Despite the sharp rise in new loans, the bank provided only Rs.1.41 billion for possible bad loans, down markedly from Rs.2.65 billion in the same period last year, as it remained confident in the quality of both new and existing loans.

The bank’s net interest margin, the spread between what it charges on loans and pays on deposits, narrowed to 4.08 percent, from 4.34 percent at the start of the year. This trend is typical as the lending rates adjust to declining market interest rates.

The Stage 3 loans ratio, which measures the quality of the loan portfolio, stood at 4.45 percent, compared to 5.18 percent at the beginning of the year. A lower ratio suggests higher asset quality.
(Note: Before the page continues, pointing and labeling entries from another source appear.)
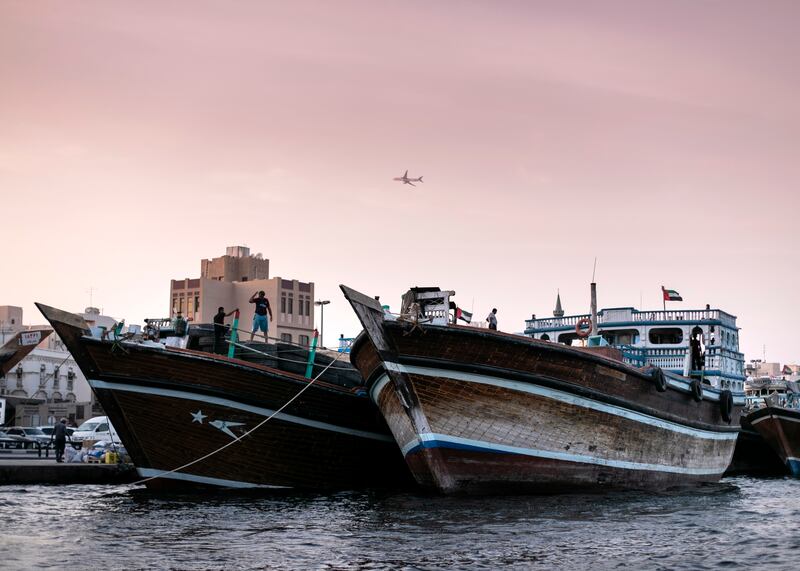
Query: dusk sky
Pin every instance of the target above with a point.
(660, 137)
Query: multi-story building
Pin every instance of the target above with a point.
(230, 280)
(658, 338)
(47, 384)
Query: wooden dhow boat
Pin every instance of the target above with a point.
(779, 426)
(480, 411)
(173, 406)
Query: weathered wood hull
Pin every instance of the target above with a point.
(753, 455)
(780, 428)
(172, 407)
(478, 411)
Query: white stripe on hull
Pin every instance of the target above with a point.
(183, 477)
(552, 455)
(778, 416)
(554, 394)
(186, 395)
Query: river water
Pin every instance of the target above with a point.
(738, 523)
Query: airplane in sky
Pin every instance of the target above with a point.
(405, 180)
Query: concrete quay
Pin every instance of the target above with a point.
(48, 471)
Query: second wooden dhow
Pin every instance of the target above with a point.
(481, 411)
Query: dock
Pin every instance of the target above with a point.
(47, 471)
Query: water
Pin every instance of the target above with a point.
(737, 523)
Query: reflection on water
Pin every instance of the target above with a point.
(740, 522)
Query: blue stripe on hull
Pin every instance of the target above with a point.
(428, 440)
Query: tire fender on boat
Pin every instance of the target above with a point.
(580, 331)
(697, 390)
(726, 405)
(659, 379)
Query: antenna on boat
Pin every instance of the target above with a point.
(593, 287)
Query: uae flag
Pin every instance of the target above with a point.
(671, 295)
(463, 315)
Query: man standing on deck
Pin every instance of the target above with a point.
(219, 329)
(492, 319)
(260, 320)
(60, 436)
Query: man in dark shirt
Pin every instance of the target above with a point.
(220, 329)
(60, 436)
(260, 320)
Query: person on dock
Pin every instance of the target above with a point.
(492, 319)
(220, 329)
(260, 319)
(59, 436)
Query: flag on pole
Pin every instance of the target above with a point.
(463, 315)
(671, 294)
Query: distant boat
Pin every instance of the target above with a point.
(778, 422)
(172, 406)
(780, 428)
(481, 411)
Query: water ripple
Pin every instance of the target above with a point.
(740, 522)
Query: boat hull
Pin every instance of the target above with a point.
(753, 456)
(179, 414)
(477, 411)
(780, 428)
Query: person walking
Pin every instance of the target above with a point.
(59, 436)
(492, 319)
(260, 319)
(220, 329)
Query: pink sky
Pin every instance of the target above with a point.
(662, 138)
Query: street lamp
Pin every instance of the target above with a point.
(322, 303)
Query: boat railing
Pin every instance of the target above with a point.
(609, 316)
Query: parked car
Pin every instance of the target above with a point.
(9, 441)
(96, 428)
(48, 430)
(30, 433)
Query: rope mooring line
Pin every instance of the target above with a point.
(248, 433)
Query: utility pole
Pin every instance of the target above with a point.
(322, 303)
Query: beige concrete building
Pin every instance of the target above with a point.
(230, 280)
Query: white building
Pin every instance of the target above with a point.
(47, 383)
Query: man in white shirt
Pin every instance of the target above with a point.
(492, 319)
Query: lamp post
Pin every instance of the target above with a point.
(322, 303)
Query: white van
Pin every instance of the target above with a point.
(96, 428)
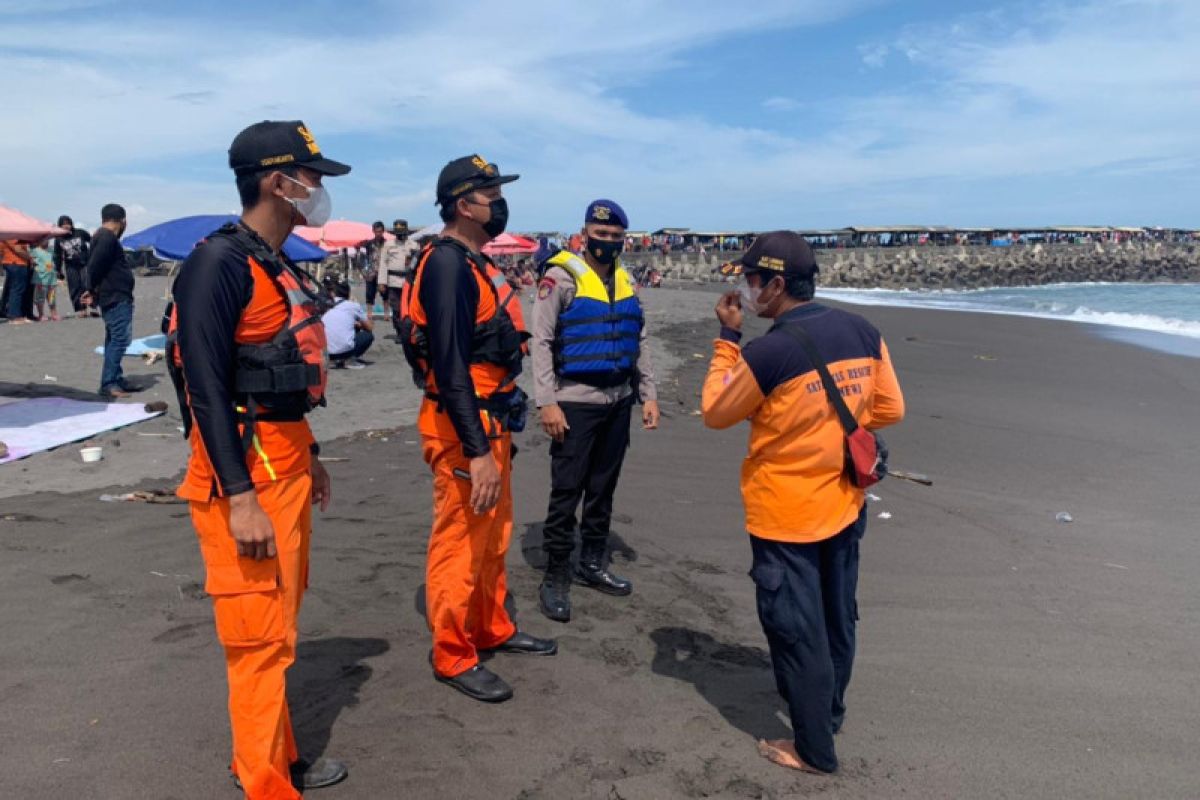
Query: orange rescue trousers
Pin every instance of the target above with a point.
(465, 576)
(256, 605)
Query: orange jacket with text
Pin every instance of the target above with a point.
(793, 480)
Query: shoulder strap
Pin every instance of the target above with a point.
(849, 423)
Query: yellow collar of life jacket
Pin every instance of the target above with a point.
(588, 284)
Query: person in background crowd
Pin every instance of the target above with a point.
(46, 281)
(347, 330)
(111, 284)
(395, 262)
(71, 251)
(15, 257)
(369, 260)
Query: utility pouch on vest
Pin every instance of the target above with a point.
(867, 455)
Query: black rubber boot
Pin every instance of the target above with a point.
(315, 775)
(592, 572)
(479, 683)
(555, 596)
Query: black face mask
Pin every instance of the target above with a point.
(605, 252)
(499, 218)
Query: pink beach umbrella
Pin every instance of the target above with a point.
(17, 224)
(510, 245)
(337, 234)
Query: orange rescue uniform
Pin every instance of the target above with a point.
(793, 480)
(256, 603)
(466, 583)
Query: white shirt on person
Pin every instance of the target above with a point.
(340, 325)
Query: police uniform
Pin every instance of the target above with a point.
(803, 513)
(589, 358)
(246, 355)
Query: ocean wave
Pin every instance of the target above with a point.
(1042, 308)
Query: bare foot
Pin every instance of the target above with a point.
(783, 752)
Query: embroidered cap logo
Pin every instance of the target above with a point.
(310, 140)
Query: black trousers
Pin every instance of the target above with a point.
(808, 608)
(76, 286)
(586, 465)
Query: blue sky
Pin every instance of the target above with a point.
(711, 115)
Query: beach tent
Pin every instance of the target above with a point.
(17, 224)
(175, 239)
(429, 230)
(510, 245)
(337, 234)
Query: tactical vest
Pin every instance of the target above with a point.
(598, 340)
(497, 343)
(276, 380)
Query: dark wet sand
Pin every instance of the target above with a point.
(1001, 654)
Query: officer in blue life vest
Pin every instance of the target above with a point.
(591, 366)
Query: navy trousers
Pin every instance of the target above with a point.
(808, 608)
(586, 467)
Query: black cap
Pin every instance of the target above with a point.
(780, 251)
(467, 174)
(269, 144)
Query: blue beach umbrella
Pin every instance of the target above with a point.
(175, 239)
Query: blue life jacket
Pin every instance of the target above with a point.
(599, 337)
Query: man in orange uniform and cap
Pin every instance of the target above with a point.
(468, 354)
(246, 353)
(804, 513)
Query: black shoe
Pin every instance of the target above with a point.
(479, 683)
(526, 644)
(555, 594)
(319, 774)
(591, 572)
(322, 773)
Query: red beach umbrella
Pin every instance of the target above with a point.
(17, 224)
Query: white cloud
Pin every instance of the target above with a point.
(780, 103)
(118, 102)
(874, 55)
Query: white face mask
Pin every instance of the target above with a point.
(750, 296)
(316, 208)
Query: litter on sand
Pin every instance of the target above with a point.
(153, 495)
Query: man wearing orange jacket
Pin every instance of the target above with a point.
(246, 354)
(467, 353)
(803, 513)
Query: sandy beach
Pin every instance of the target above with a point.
(1002, 654)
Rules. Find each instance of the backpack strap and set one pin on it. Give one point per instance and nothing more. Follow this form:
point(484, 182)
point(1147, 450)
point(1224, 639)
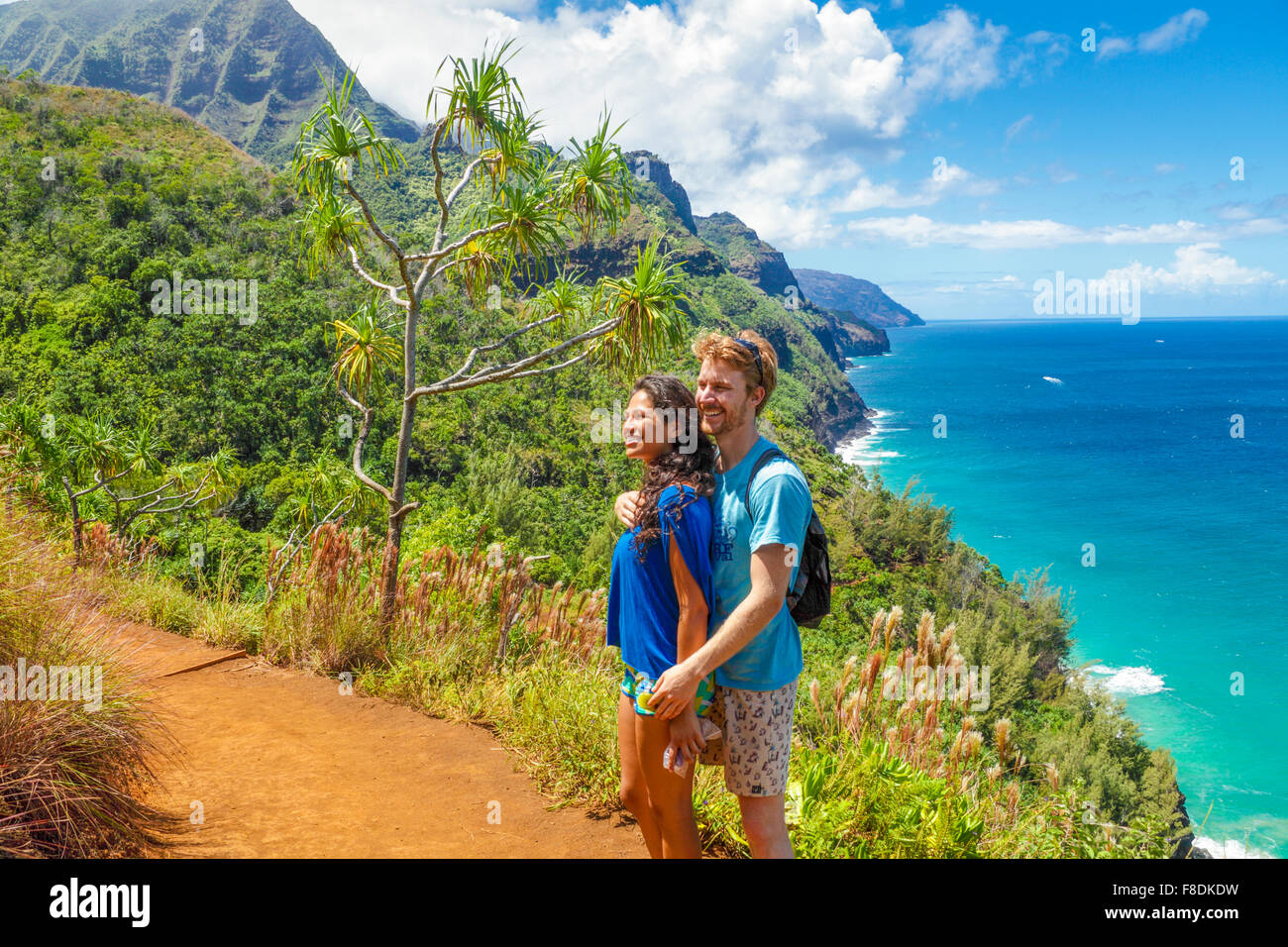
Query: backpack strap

Commenting on the performance, NDB Director and Chief Executive Officer Kelum Edirisinghe said that amongst others, one of the key performance highlights is the growth of the small and medium scale enterprise loan book, which expanded by over 24.0 percent on a year-to-date basis.

“Looking ahead, we remain focused on further sharpening our strategic direction, with significant groundwork underway. A broad strategic realignment is taking shape across the bank, positioning us for sustainable growth and value creation for the benefit of our shareholders and other stakeholders in the years ahead,” he said.

The bank attributed its net fee income performance to targeted efforts made to strengthen the non-fund sources of income, thereby enhancing the resilience of the bank’s overall income composition.

The banks’ numerous and often opaque fee incomes have recently drawn the attention of the Central Bank, which has called for greater transparency and justification.

NDB reported earnings of Rs.8.49 a share or Rs.3.62 billion for the July-September quarter, compared to Rs.3.48 a share or Rs.1.47 billion in the same period last year, a 145.6 percent increase.

The Employees’ Provident Fund held a 9.46 percent stake in the bank as of September 30, 2025, making it the lender’s second-largest shareholder.